Currently, Li Ka-shing (who we mentioned earlier) made a bid to purchase control of global communication network giant, Global Crossing (which was also mentioned earlier), via a joint venture of Ka-shing’s Hutchison Whampoa and Singapore Technologies Telemedia. Representing Ka-Shing’s bid to take control of Global Crossing was the powerful neo-conservative attorney, Richard Perle, who sought a nod of approval from the Pentagon for the deal. Perle, who is one of the present Bush Administration “think-masters” is close to Bush senior, Cheney, Rumsfeld and Wolfowitz and others on the Defense Policy Board, which he chaired.
On this occasion Ka-shing was unsuccessful and this led to the government owned Singapore Technologies, having to go it alone. Singapore is the home of the almost legendary former Prime Minister, Lee Kuan Yew, who has been in government office since the late 1960’s. He also remains a powerhouse in the Singapore business community and presently heads the Government of Singapore Investment Corporation. His son, Lee Hsien Loong, is the present minister of finance and deputy prime minister. Loong’s wife, Ho Ching, is the former CEO of Singapore Technologies who, by coincidence, resigned as CEO, just a few weeks prior to the announcement of the joint venture with Li Ka-shing to acquire Global Crossing. However, she was the incumbent CEO of the firm in Spring 2001, when it took a controlling interest in Global Crossing Asia.

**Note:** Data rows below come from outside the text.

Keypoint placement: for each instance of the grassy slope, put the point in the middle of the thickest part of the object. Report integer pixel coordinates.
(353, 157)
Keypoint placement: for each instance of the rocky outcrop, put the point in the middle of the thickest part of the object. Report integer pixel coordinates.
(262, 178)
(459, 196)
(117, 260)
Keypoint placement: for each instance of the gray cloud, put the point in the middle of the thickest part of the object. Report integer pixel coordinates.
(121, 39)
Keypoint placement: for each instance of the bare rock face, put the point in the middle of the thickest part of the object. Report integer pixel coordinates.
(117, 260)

However, there are further, less well-known and far more shadowy, aspects about Lee Kuan Yew that the general public is not cognisant of. For some while now I have been in possession of a copy of a Certificate of Deposit for 792,000 kilograms of Platinum that is dated July 2, 1972 and bears the passport sized photograph, thumbprint and name of – yes, you guessed – Mr. Lee Kuan Yew. The certificate and accompanying documents - which run to several dozen pages - contain some of the usual spelling and typographical mistakes (for example, “Jhonson & Mathew” instead of Johnson & Mathey) that have become the trademark of these “deniable” bullion certificates that bear the names of famous people, heads of state and politicians etc.[75]
Clearly, Lee Kuan Yew has been part of the Black Eagle gold story for the past thirty years and the phenomenal growth of Singapore as a model and powerhouse of new business ventures - and as an enduring Asian success story – may well be predicated on metal plundered during WWII? Interestingly, some of the bullion and other assets plundered by the Japanese during the war came from Singapore. But a secret transfer of this wealth from private ownership to the public purse may not have been what the previous owners of this metal had in mind?